As a footnote: Microsoft just released the ASP.NET AJAX client libraries under a DFSG compliant license. I don't know if that will be the first package in Debian main with Microsoft as the upstream, but I am completely sure it won't be the last...

Syndicated 2007-01-31 15:33:08 from sab39 ... Blog

Japi New Year!

Thanks Casey for tackling the 7 java.security.cert issues. 1/1/10+2!

Syndicated 2007-01-01 19:31:43 from sab39 ... Blog

A Deathly Hallow is definitely...

... another name for a Horcrux.

You can quote me on that.

Syndicated 2006-12-30 02:36:39 from sab39 ... Blog

Japi Holidays to all!

Nearly a month since I blogged about Japi progress. I must be slipping.

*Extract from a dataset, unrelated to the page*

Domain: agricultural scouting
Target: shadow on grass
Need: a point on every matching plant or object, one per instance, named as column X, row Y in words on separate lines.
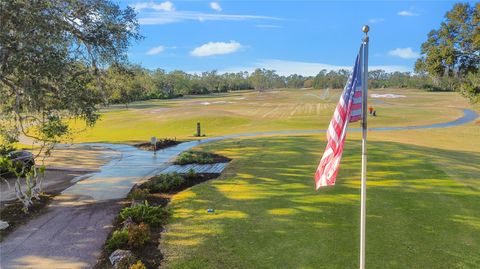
column 422, row 206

Since then with respect to 1.4:

  • As Andrew mentioned in that chat log, he fixed the remaining beancontext issues on December 1st. As far as I know he's still looking for anyone, anywhere, who actually has any code that uses those methods.
  • Roman implemented two in datatransfer and one in print on December 11th.
  • And two in imageio.stream on December 12th.
  • On Christmas Eve Andrew eliminated the last two java.io errors.
This brings us down to 1/1/17+2 missing methods versus 1.2, 1.3, 1.4. That's almost cut the 1.4 errors in half again this month! They break down as follows:
  • The 1.2/1.3 error is in java.text. Mario is working on this one, I believe. As I understand it, it exposed some deeper Unicode-related issues that need to be addressed first - and will presumably result in improvements elsewhere too.
  • Seven in java.security.cert. Not a clue.
  • Six more in javax.imageio.stream.
  • Two methods, two constructors (and three serialversionuid minor issues) in javax.security.auth.kerberos.
  • One more to go (drag'n'drop related) in Swing.
  • And since I'm mentioning minor issues, even though I'm not including them in the count: a few more serialversionuid issues in external code that we inherit from the upstream distributors, specifically dom and sax. I believe these have been reported to the upstream suppliers of the code with no results, which is disappointing. Perhaps these won't be fixed until OpenJDK code can be pulled in...
Why am I still so fixated on the 1.2/1.3/1.4 results even though the current version is now JDK6? Because I like the idea of being able to say something is finished. For a long time - embarrassingly long, in fact, especially if you tried to advocate Classpath to a Java developer - we were "nearly 1.1". It doesn't matter if you also say "and a whole lot of 1.2, 1.3 and 1.4, and some of 1.5", the fact that we couldn't claim that even 1.1 was finished was what (a certain subset of) people heard. Now we're "nearly 1.2, nearly 1.3, nearly 1.4". Coverage of 1.5 and 6 are making good progress, but those things would sound a lot better if the sentence started with "1.4 is finished".

There are certainly also things from 1.4 that lie outside of API coverage that aren't finished. I'm not sure whether there's any definitive list of those things; it's a lot harder to know what they are when you can't write an easy tool like japitools to list them. I think those things are important too - I'm just not in a position to blog what they are. One I encountered in my own development was jks keystore format support.

None of that, though, detracts from the fact that excellent work is being done on 1.5 and 6 support as well, by Andrew and others. The percentage changes don't seem terribly impressive (at the beginning of the month Classpath's generics branch was at 95.5% good, 4.4% missing versus 1.5, and 88.72% good, 11.03% missing versus 6. Now Classpath IS the generics branch and those numbers are 95.56% good, 4.31% missing versus 1.5 and 88.93% good, 10.87% missing versus 6). However, the Java platform these days is HUGE. An improvement of 0.21% reflects quite a lot of work, especially considering that it was all methods in existing classes, and the way Japi weights things, those don't count for much compared to a whole new class, even if the class is small.